Nicola has spent the last few years trying to come to terms with the fact that Louise will not be coming home. And while she hopes for closure, she is terrified of finding out the truth behind her disappearance.
"If she was murdered, I can't bear the thought of her lying somewhere cold, all alone. We want to lay her to rest so we can visit her and keep her safe," she says.
"On the other hand, could we deal with hearing that she had suffered and been afraid?
"When Dinah and Vicky's bodies were found in Tobin's garden, in a strange way I envied their families. They finally had some closure, they had their answer," says Nicola. "But it was such an awful answer, were they better off not knowing? And could I cope with learning such a terrible truth? I just don't know.
"I loathe Tobin - he's truly evil. If we find out that he killed Louise and kept that information from the police all this time, I'm scared how angry I'll be. For once in his life he should do the decent thing and put us out of our misery."
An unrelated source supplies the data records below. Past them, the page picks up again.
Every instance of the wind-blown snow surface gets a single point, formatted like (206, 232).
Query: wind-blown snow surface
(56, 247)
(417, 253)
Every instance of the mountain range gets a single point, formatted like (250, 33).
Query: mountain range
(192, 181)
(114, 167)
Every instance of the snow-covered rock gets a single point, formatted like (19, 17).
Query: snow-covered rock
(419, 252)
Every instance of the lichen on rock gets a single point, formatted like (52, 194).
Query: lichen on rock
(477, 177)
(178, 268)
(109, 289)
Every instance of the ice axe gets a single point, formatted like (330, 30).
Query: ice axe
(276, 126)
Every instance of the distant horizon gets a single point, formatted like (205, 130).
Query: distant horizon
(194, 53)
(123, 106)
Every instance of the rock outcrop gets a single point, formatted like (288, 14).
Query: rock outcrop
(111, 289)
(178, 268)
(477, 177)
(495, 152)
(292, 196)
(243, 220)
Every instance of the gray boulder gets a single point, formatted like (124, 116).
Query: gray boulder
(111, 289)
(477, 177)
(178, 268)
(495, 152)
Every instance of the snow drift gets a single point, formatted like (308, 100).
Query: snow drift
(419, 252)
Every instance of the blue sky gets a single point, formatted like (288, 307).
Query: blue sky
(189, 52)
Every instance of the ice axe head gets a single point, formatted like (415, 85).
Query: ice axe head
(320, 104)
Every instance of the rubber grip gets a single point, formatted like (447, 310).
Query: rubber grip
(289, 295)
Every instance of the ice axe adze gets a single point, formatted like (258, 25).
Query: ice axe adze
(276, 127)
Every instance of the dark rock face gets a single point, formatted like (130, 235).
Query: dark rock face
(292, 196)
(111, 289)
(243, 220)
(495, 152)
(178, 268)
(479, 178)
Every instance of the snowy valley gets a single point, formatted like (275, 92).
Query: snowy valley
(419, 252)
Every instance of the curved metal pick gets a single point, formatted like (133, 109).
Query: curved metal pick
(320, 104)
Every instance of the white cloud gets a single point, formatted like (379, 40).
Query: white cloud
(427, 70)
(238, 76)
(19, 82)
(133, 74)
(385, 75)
Peter Tobin's trail of terror

The victims:
  • Angelika Kluk, 23:

    The Polish student's body was found under the floorboards of St Patrick's church in Glasgow in 2006. She had been beaten, raped and stabbed to death.
  • Vicky Hamilton, 15: 

    Tobin picked up Vicky in February 1991 while she was waiting for a bus home to Redding, near Falkirk. Her body was found buried in the back garden of Tobin's home in Margate, Kent.
  • Dinah McNicol, 18: 

    Dinah went missing in August 1991 after hitchhiking from a festival in Hampshire. Her body was found next to Vicky's remains in 2008.
The suspected victims
  • Barbara Mayo, 24 

    Londoner Barbara went missing in October 1970 after hitchhiking. Her battered body was found in a Derbyshire wood, near the M1. She had been raped and strangled.
  • Jacqueline Ansell-Lamb, 18 

    Hitchhiker Jacqueline's body was discovered by the M6, near Mere in Cheshire, in March 1970, six days after she went missing. She had been sexually assaulted and strangled.
  • Pamella Exall, 22 

    Law student Pamella, vanished while on holiday in Norfolk in 1974.
  • Jessie Earl, 22 

    In May 1980, student Jessie disappeared from her Eastbourne bedsit. Her remains were found nine years later in undergrowth at Beachy Head.
  • Patsy Morris, 14 

    Patsy was strangled on Hounslow Heath, west London, in 1980.